Focus to stay on tenant retention and attracting smaller tenants into the CBD.
Vacancies have fallen slightly in Perth’s much-watched office market and while the leasing activity has been welcomed, Colliers International says competition for tenants will remain strong in the year ahead and landlords will need to be on the front foot to stem vacancies.
Speaking at the launch of the Property Council’s office market report, Colliers International’s Associate Director Tenant Advisory Theo Smyrniotis said the competitive leasing terms in Perth’s office market were offering tenants a valuable opportunity to reset rent as a percentage of their business turnover.
“The level of leasing activity in the CBD and West Perth bodes well for the WA economy but tenants still have a lot of space to choose from and a broad range of incentives,” Mr Smyrniotis said.
“Incentives vary across the market with some buildings being more aggressive than others.”
While some CBD and suburban owners were exploring new uses for their buildings, the industry gathering was told few conversions would be economically viable.
“In this market, it’s more important to focus on tenant retention and that means starting conversations with tenants early and, if you can, make improvements to the building that make them more attractive because that creates an additional incentive for tenants to remain,” Mr Smyrniotis said.

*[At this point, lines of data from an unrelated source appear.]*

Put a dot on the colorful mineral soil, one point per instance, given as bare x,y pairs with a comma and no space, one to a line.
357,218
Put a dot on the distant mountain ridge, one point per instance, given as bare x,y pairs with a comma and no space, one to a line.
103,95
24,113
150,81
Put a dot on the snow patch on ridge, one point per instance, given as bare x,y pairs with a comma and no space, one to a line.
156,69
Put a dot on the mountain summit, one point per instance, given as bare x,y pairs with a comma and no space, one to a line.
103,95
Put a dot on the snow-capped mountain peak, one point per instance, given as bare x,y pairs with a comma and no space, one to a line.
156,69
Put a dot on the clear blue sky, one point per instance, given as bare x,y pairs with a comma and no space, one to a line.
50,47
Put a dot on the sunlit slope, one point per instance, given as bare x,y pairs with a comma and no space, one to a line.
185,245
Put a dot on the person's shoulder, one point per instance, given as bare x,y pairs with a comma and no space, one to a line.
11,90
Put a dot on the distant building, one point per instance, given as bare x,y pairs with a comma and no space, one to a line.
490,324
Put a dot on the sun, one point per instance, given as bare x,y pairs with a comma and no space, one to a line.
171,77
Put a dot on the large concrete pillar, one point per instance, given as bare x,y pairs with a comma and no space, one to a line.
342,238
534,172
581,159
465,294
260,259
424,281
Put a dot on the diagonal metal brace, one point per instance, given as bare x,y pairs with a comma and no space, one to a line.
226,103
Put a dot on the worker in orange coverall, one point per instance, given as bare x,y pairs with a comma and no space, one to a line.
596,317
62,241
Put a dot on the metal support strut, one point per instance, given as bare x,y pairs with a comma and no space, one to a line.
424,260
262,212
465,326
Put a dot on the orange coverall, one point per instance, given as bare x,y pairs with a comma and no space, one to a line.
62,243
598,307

“A lot of businesses are also quite local in the suburban market so they are even ‘more sticky’ in terms of moving out of the area but once a building is empty, it becomes a real problem.”
According to the office market report, the Property Council’s half-yearly snapshot, the overall vacancy in Perth’s CBD dropped from 22.5 per cent to 21.1 per cent in the six months to July with relocating suburban tenants, sub-leasing withdrawals and competitive leasing terms helping to support demand for office space.
West Perth, Perth’s second biggest market, also recorded a more encouraging first half with the vacancy falling to 15.0 per cent from 17.5 per cent.
Vacancies fell across all office categories except for the CBD’s B-grade buildings where it was 30.8 per cent compared with 30.3 per cent in January.
According to Colliers International Director Office Leasing Daniel Taylor, attracting smaller tenants to the CBD will be one of the keys to tackling the vacancy in B-grade buildings.
“Transactions for smaller tenancies dominated the office market in the first half of 2017 and the drift of smaller tenants into the CBD is being met by more accommodating landlords,” Mr Taylor said.
“In a city-wide trend, owners are investing in building upgrades to attract and retain tenants and there’s also a readiness to break up floor plates and install speculative fitouts that will offer convenience and affordability to smaller tenants.
Perth has the highest office vacancy for an Australian capital city. The average national office vacancy was 10.2 per cent.